Texte de l'abbaye de thèleme
Aux côtés de Gargantua, on rencontre un certain nombre de personnages hauts en couleurs. Parmi eux, la célèbre figure de frère Jean des Entommeures, moine combattant, qui interprète dans un sens très particulier les divers points de la règle monastique. Au chapitre LVII, avant dernier chapitre du livre, Gargantua veut offrir à son ami une abbaye à son gré.
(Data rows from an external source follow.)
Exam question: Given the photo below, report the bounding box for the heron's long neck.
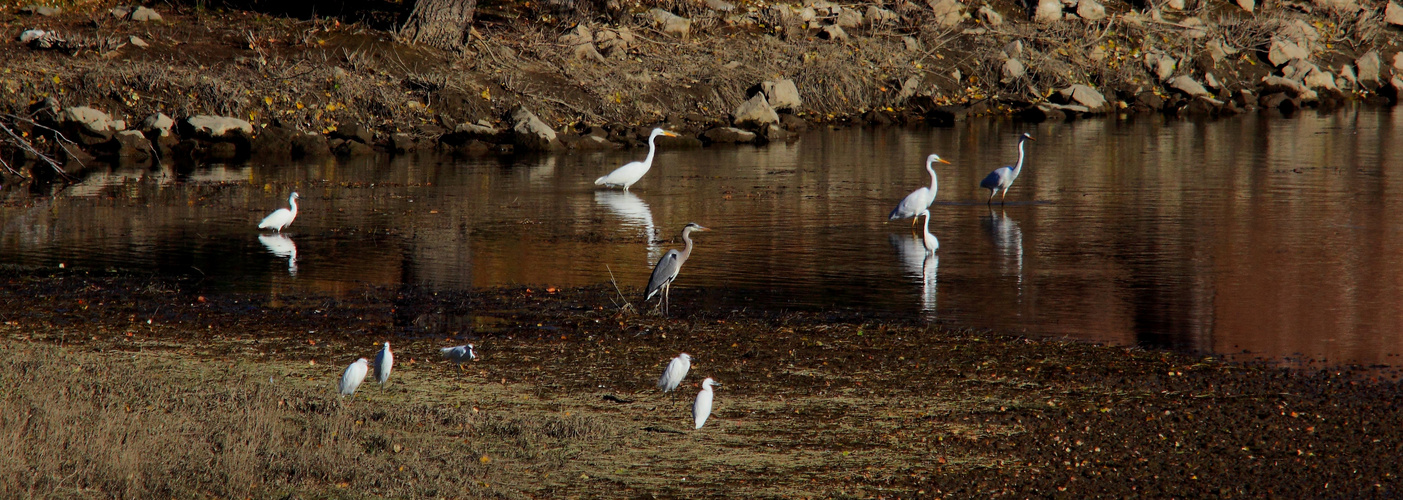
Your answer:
[679,230,694,263]
[926,160,938,196]
[643,133,661,167]
[289,196,299,216]
[1011,139,1028,179]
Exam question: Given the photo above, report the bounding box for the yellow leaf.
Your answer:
[481,89,490,100]
[264,96,273,105]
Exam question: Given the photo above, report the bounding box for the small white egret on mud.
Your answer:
[646,223,709,316]
[374,341,393,387]
[594,128,679,190]
[441,344,477,364]
[657,353,692,393]
[980,133,1036,204]
[339,358,369,397]
[889,154,950,227]
[693,378,719,429]
[258,192,300,232]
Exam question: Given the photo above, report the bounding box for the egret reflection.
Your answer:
[982,207,1023,283]
[889,231,938,314]
[595,190,661,261]
[258,234,298,276]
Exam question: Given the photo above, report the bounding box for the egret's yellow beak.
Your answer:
[663,131,679,137]
[936,158,951,164]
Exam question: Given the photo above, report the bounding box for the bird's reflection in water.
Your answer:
[982,207,1024,284]
[594,190,662,262]
[889,231,938,315]
[258,234,298,276]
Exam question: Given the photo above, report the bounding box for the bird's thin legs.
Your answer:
[987,190,995,204]
[1000,189,1008,204]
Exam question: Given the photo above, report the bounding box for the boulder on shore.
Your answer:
[508,107,562,151]
[702,127,758,144]
[732,93,780,127]
[183,115,253,141]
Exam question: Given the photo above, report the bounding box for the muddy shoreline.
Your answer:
[3,266,1401,496]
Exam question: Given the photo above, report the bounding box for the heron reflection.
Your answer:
[982,207,1023,283]
[889,219,938,314]
[595,190,662,261]
[258,234,298,276]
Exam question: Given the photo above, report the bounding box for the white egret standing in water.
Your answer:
[374,341,393,387]
[889,154,950,227]
[257,234,298,276]
[980,133,1036,204]
[594,128,680,190]
[657,353,692,393]
[693,378,718,429]
[339,358,369,397]
[646,223,710,316]
[258,192,300,232]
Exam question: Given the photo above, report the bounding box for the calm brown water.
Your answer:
[6,106,1403,366]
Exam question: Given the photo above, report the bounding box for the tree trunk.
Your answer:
[400,0,476,51]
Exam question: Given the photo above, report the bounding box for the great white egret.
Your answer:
[693,378,718,429]
[889,154,951,226]
[594,128,680,190]
[258,192,300,232]
[441,344,477,363]
[979,133,1036,204]
[374,341,393,387]
[657,352,692,392]
[646,223,709,316]
[339,358,369,397]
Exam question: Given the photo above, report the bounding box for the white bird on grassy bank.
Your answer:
[339,358,369,397]
[594,128,679,190]
[657,353,692,393]
[693,378,718,429]
[374,341,393,387]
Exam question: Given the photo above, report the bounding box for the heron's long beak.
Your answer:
[1027,136,1037,141]
[696,226,710,231]
[936,158,951,164]
[663,131,679,137]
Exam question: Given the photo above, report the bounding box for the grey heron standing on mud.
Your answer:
[645,223,710,316]
[979,133,1036,204]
Frère Jean refuse les institutions existantes et fonde l’abbaye de Thélème, utopie humaniste, qui prend le contre-pied de toutes les règles monastiques établies.
Toute leur vie était employée, non par des lois, statuts ou règles, mais selon leur vouloir et franc-arbitre. Se levaient du lit quand bon leur semblaient, buvaient, mangeaient, travaillaient, dormaient quand leur désir venait. Nul ne les éveillait, nul ne les par forçait n à boire, ni à manger ni à faire chose autre quelconque Ainsi l’avait établi Gargantua. En leur règle n’était que cette clause:
FAIS CE QUE VOUDRAS,
parce que gens libères, bien nés, bien instruits, conversant en compagnies honnêtes, ont par nature un instinct et aiguillon qui toujours les pousse à faits vertueux et retire de vice, lequel ils nommaient honneur. Iceux, quand par vile subjection et contrainte sont déprimés et asservis, détournent la noble affection, par laquelle à vertu franchement tendaient, à déposer et enfreindre ce joug de servitude, car nous entreprenons toujours choses défendues et convoitons ce qui nous est dénié.
Par cette liberté, entrèrent en louable émulation de faire tous ce qu’à un seul voyaient plaire. Si quelqu’un ou quelqu’une disait: « Buvons », tous buvaient. Si disait: « Jouons », tous jouaient. Si disait: « Allons à l’ébat ès champs », tous y allaient. Si c’était pour voler ou chasser, les dames, montées sur belles haquenées, avec leur palefroi gourrier, sur le poing mignonnement engantelé portaient chacune ou un épervier, ou un laneret, ou un émerillon; les hommes portaient les autres oiseaux.